Welcome, Mugwump Chronicle Readers! (and all others, of course.) Mugwump featured a past blog post I wrote on her blog today, and one of the reader comments inspired me to write a follow up. The original blog can be found here. It's titled "Lemons," and is about my experience of buying Rocky, falling in love with him, and then realizing that he has HYPP N/H after receiving his registration papers from the friend I bought him from. One of the Mugwump readers asked if I ever talked to "Rite," my friend who sold me Rocky, about not disclosing his HYPP status to me prepurchase. Here is the answer:
When I got Rocky's registration papers in the mail and saw the dreaded "HYPP N/H" letters on the side, my heart sank. One of the people I boarded with at the time had been concerned that her horse was HYPP positive, and had mentioned a few things about it. Essentially, I knew that it wasn't good but not any concrete details. I headed to the internet and did some research to learn what exactly I was dealing with.
I was still grieving the loss of my first horse just three months earlier, so seeing that my new horse I had already started falling in love with may have a seizure and drop dead was terrifying. For a while, I sat and cried with my laptop, wondering what I should do. I didn't want to return Rocky; HYPP notwithstanding, he was exactly what I wanted in a horse and my rational brain knew that horses can have accidents or other sudden medical issues. I had learned that fact all too well with the untimely death of my first horse.
I felt such rage at Rite, for misleading me, for breeding Rocky in the first place, for continuing to breed his HYPP N/H sire at will. I thought about how she feeds all of her horses a rich alfalfa diet, and came to the conclusion that she did not have the same panic response that I did. The potassium in alfalfa can set off HYPP symptoms, but she didn't seem to either know or be bothered by that knowledge.
Finally, when I had processed the situation enough on my own to not send a nasty, horrible email, I did send one. I don't remember exactly what I said, but I tried to keep my feelings in check the best I could. I asked if Rocky had ever had HYPP symptoms, what they were and how severe they were if he had experienced them. I think I commented about being surprised to see that he was a carrier on his papers, and that it would have been nice to know earlier.
She responded by saying that he'd never been symptomatic, nor had Checkers, his sire. Rite explained that if he were to have an attack, it would look like "he was standing on his tippy toes" with his hind end, and that it would go away after a little bit. I stared at that email for a long time. I didn't know what to say; she knew enough about HYPP to know that it would be a muscle seizure, but apparently not enough to know that he could choke to death? Obviously choking to death would be a worst case scenario, but it has happened.
I finally decided that nothing I could say to her was likely to make a difference. She was an adult, had made her choices and chooses to believe that HYPP is not a big deal. Rite recently talked about gelding Checkers, and I was very supportive of the idea. Other than that, I chose not to pursue the matter any further. I think that Rite honestly believes HYPP is not a real problem, so she thought she was acting fairly.
In many ways I have been very lucky to have Rocky.
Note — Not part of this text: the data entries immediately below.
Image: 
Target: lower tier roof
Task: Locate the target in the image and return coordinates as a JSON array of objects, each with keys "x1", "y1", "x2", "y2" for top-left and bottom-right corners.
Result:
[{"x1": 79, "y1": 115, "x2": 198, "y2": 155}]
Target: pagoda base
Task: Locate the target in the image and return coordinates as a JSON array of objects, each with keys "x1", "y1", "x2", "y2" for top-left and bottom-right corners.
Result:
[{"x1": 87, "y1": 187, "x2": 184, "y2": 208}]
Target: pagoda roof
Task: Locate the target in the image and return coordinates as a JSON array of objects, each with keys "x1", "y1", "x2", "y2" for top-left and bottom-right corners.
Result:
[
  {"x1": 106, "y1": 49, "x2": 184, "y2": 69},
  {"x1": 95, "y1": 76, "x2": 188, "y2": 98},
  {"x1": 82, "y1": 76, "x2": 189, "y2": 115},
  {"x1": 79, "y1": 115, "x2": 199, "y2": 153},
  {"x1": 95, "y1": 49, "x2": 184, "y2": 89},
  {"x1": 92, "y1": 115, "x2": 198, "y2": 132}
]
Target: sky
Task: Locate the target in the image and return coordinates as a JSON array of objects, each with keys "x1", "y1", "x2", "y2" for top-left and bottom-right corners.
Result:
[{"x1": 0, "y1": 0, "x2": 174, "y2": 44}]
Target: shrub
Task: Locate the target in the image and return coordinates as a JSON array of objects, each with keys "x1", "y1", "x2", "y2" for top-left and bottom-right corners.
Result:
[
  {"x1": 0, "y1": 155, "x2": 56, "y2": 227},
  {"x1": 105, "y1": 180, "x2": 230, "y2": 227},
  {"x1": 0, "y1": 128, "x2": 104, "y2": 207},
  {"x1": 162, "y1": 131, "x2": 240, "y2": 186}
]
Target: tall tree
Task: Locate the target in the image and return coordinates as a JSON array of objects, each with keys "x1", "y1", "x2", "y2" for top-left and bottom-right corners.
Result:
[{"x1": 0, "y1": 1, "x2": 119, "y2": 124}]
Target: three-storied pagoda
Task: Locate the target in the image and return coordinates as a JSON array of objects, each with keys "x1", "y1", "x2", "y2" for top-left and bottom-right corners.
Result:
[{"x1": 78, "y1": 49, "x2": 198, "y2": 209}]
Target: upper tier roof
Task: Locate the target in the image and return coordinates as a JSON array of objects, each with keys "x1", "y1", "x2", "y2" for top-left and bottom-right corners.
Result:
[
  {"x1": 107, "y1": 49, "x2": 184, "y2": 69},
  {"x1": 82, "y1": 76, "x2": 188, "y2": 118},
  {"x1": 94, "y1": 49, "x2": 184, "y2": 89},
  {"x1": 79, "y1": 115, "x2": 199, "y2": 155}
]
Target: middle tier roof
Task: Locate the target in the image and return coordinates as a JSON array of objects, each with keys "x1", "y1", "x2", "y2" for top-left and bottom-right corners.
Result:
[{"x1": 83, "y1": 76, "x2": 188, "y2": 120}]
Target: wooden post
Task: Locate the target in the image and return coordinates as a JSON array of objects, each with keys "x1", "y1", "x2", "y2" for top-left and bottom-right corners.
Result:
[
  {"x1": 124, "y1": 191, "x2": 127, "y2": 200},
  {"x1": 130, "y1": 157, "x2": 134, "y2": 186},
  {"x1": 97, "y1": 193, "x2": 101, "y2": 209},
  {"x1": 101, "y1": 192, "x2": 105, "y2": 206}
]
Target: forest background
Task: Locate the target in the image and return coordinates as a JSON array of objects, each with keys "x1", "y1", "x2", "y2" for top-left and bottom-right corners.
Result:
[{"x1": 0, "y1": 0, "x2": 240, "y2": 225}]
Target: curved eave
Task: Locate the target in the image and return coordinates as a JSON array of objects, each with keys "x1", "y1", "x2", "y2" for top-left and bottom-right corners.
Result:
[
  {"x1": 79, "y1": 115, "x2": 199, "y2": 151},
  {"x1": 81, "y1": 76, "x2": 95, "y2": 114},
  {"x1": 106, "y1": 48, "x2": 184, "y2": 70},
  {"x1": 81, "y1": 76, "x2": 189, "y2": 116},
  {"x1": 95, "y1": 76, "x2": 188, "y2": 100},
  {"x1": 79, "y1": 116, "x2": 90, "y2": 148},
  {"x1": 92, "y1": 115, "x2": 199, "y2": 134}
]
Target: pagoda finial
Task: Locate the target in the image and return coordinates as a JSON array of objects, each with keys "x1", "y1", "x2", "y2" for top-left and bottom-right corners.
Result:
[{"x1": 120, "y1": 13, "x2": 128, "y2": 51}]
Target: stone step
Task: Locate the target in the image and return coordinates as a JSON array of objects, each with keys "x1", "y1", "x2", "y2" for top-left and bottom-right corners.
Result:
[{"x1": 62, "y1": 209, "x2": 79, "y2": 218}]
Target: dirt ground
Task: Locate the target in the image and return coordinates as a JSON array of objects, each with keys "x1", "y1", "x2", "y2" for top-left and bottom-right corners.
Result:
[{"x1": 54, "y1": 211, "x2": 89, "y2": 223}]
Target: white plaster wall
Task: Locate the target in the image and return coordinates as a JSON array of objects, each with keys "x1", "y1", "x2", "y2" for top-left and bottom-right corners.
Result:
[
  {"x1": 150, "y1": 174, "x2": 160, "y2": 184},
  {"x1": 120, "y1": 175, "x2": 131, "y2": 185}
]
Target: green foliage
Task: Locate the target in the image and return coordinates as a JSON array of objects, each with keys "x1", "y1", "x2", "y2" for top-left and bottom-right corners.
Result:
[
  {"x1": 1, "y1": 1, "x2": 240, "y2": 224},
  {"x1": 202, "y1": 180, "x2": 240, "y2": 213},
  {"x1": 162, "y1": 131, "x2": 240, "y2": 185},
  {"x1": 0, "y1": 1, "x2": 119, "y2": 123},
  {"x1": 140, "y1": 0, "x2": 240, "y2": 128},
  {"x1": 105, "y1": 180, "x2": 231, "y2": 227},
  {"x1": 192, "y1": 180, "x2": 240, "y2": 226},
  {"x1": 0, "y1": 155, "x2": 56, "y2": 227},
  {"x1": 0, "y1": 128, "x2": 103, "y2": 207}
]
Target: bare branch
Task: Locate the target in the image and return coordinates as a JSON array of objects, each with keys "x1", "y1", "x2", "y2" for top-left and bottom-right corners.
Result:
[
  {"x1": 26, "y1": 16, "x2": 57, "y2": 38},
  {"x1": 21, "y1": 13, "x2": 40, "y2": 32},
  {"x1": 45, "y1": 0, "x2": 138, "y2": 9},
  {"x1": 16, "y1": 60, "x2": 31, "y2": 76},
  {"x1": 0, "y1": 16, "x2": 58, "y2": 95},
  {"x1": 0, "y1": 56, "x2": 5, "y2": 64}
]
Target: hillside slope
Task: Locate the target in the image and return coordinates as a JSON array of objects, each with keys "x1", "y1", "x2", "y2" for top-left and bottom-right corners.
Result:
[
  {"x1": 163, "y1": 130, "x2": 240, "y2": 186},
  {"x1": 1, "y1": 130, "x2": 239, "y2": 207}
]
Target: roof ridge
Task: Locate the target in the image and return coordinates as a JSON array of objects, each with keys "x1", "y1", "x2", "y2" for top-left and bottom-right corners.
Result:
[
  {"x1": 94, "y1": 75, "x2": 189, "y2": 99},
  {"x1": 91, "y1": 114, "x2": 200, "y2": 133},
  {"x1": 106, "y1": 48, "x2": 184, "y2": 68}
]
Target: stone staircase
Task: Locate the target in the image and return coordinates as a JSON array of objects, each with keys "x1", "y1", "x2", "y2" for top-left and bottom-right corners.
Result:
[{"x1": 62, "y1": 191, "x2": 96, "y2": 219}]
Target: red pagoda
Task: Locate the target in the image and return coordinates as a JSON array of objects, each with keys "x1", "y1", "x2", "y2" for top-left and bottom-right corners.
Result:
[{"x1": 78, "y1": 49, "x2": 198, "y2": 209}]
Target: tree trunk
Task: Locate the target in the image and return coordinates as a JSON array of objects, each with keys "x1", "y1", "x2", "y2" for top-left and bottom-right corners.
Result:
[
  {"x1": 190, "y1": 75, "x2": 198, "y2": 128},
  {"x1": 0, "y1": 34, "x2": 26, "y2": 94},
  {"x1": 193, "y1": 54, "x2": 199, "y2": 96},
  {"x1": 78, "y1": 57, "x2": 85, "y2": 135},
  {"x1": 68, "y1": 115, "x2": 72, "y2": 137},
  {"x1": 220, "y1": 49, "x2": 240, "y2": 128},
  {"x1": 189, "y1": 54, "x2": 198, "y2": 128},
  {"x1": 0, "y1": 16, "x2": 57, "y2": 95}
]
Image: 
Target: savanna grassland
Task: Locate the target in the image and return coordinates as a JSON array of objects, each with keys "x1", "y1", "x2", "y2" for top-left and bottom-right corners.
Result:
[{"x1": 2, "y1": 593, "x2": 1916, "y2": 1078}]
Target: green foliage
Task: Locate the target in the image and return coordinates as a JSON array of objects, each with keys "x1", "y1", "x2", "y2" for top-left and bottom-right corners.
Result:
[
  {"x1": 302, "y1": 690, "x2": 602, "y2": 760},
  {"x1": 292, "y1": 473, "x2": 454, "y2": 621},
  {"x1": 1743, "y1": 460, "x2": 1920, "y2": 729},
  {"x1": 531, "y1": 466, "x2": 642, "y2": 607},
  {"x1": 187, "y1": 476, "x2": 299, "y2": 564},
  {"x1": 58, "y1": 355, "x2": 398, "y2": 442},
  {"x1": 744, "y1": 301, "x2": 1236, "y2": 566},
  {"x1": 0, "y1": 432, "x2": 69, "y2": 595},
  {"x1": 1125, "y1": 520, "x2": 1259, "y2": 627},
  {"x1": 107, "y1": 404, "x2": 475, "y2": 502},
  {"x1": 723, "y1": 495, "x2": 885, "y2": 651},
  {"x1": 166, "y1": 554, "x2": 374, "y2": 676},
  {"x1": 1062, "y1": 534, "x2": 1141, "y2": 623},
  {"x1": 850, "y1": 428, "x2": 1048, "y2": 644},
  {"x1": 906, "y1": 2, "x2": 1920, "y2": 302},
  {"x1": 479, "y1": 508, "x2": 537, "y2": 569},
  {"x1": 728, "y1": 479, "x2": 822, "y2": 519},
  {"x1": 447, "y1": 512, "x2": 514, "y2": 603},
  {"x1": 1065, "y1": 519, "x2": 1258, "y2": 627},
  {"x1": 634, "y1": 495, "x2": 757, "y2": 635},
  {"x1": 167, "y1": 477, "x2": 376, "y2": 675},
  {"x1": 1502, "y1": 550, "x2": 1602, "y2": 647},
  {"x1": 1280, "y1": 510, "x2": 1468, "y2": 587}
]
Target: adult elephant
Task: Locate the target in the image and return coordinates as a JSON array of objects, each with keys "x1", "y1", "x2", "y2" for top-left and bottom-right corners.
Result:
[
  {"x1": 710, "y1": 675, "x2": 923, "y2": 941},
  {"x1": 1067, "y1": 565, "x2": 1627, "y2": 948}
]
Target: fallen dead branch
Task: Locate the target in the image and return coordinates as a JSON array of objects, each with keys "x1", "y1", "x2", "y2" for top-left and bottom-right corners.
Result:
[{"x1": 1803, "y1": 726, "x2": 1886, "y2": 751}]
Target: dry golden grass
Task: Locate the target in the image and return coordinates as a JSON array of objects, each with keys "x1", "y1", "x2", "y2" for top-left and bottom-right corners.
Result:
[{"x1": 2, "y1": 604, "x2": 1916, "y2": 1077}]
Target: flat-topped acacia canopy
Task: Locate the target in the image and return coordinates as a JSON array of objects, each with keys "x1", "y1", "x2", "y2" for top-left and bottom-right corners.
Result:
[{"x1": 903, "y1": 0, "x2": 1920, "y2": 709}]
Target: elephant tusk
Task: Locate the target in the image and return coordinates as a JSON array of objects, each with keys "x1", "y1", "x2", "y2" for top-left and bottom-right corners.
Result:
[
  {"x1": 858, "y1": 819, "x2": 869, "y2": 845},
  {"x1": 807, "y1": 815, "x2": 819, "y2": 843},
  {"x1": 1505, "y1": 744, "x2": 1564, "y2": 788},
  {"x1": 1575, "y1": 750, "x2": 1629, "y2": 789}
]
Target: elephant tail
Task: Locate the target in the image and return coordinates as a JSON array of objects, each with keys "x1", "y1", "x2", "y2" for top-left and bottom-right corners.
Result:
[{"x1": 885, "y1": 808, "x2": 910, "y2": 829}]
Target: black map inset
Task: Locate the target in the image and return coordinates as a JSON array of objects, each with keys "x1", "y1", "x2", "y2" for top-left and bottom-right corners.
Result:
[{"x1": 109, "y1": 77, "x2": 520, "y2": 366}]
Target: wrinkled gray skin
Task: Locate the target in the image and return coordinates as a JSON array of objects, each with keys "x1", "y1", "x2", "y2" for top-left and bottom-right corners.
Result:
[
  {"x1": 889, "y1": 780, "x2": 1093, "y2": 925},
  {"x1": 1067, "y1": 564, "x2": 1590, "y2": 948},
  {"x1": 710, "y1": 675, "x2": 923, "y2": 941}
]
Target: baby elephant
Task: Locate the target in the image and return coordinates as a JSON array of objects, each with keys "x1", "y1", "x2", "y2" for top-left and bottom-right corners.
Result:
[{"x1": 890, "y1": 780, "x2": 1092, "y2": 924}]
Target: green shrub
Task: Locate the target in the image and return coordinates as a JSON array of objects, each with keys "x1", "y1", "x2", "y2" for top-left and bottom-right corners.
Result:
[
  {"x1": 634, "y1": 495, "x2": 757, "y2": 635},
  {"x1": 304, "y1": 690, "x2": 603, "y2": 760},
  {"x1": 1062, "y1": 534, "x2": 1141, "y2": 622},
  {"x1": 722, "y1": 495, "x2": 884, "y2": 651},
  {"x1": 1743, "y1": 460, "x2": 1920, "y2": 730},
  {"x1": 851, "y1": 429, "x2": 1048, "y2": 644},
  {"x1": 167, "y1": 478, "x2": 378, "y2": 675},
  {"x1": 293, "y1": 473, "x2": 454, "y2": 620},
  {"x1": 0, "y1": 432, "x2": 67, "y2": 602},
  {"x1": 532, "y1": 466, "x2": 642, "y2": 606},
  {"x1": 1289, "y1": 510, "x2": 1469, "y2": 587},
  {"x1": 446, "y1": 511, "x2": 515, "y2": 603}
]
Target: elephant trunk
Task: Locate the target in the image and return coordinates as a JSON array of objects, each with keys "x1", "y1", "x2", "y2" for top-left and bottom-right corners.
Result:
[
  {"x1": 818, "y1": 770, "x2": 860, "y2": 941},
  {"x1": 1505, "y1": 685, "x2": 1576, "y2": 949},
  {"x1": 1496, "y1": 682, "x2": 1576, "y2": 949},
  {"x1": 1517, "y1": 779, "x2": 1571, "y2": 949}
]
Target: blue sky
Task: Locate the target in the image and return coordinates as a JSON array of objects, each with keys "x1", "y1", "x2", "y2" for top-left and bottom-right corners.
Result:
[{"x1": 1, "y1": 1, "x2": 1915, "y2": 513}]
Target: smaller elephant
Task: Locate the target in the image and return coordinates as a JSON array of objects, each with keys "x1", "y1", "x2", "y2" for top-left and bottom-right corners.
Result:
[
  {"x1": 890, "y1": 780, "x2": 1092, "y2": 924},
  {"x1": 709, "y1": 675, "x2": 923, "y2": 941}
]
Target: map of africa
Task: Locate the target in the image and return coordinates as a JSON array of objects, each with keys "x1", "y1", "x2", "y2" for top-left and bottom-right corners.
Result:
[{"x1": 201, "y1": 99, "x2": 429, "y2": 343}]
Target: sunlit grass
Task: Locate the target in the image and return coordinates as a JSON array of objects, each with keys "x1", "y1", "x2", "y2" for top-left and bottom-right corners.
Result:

He has a great mind, tries hard, is sweet and steady. A good deal of those traits come from his breeding, as both Amber (his dam) and Checkers are good minded, calm, and try to please their rider. He also came with the upbringing I wanted, having received all proper vaccinations and farrier care. Rocky was also desensitized from a young age, again adding to his value as a trail horse for me.
Rocky's good traits that he got from Rite added to my decision to let this thing lie. I couldn't see any good come from "having it out" with Rite, and at the end of the day, I love and want my horse.
If you had been in my shoes, what would you have done? What do you think the "right" course of action would be?